Apollo responds to Athens in a total offer worth $ 11 billion

Apollo Global Management Inc. said he buys part of Athens Holding Ltd.

NOTE 6.38%

it does not yet own, to consolidate the private equity giant’s ownership of its highly successful insurance subsidiary.

For Apollo, which already owns 35% of Athens and has a long-term agreement to manage its assets, the merger aims to simplify the relationship and better align the interests of both companies’ shareholders. It estimates Athens at $ 11 billion.

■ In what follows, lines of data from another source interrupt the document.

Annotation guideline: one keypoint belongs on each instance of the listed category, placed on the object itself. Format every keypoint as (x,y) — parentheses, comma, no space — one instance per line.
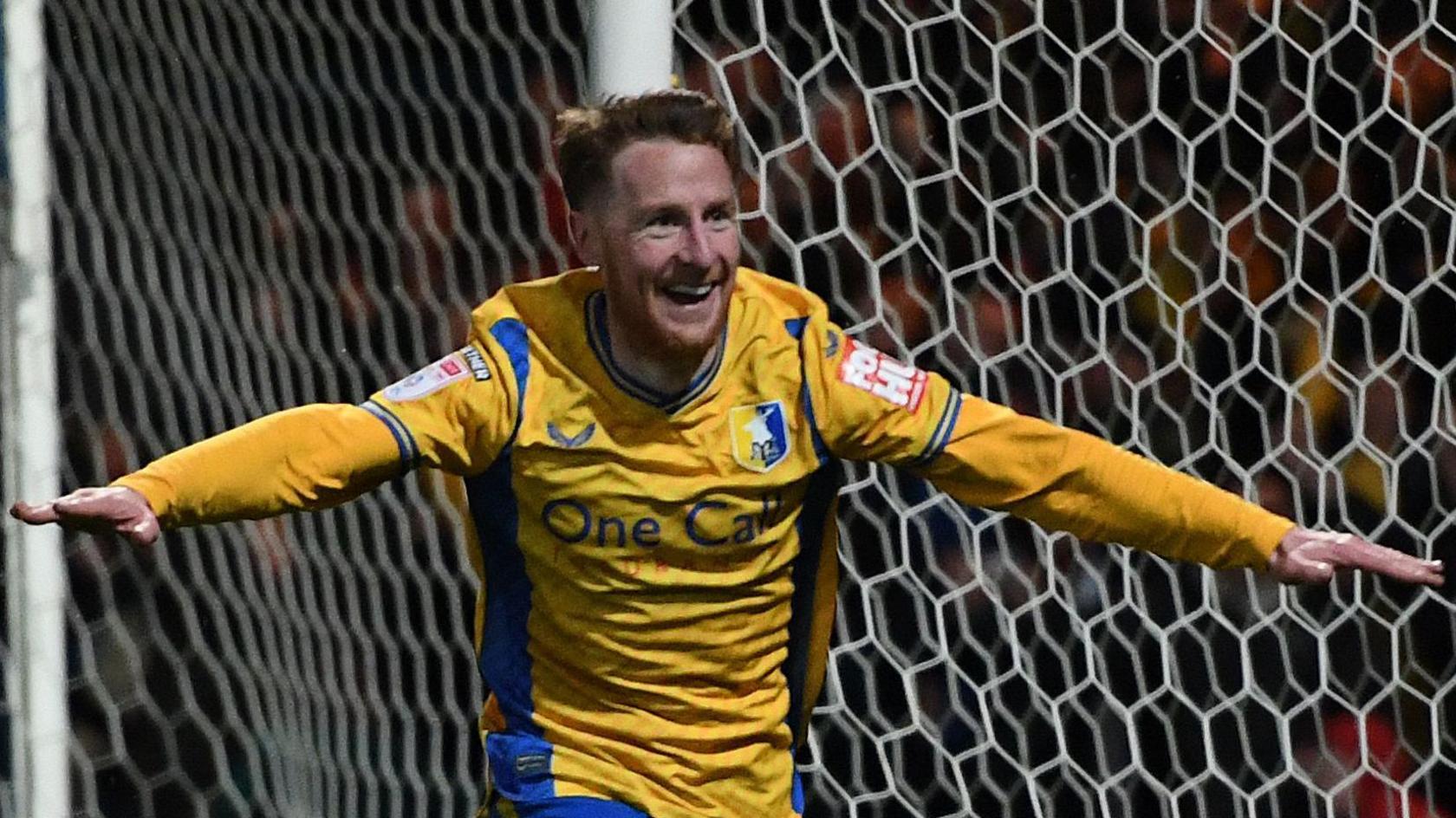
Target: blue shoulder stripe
(796,328)
(408,449)
(510,334)
(942,432)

It also represents the latest step in Apollo’s effort to improve its management following the revelation of ties between co – founder and CEO Leon Black and the infamous financier Jeffrey Epstein.

The move comes as Apollo co – founder Marc Rowan, the architect of the company’s insurance strategy, is preparing to take on the role of CEO. Mr. Black said in January he would retire in the wake of a review of his board with Epstein, who killed himself in his 2019 prison cell in Manhattan after being charged with charges of federal sex trafficking with underage girls.

The investment firm has recently announced a number of changes in management, including the appointment of more independent directors. Apollo said Monday that its board had voted to abandon the firm’s dual-class share structure and adopt a ‘one-share-only’ regime. ‘in the S&P 500 index.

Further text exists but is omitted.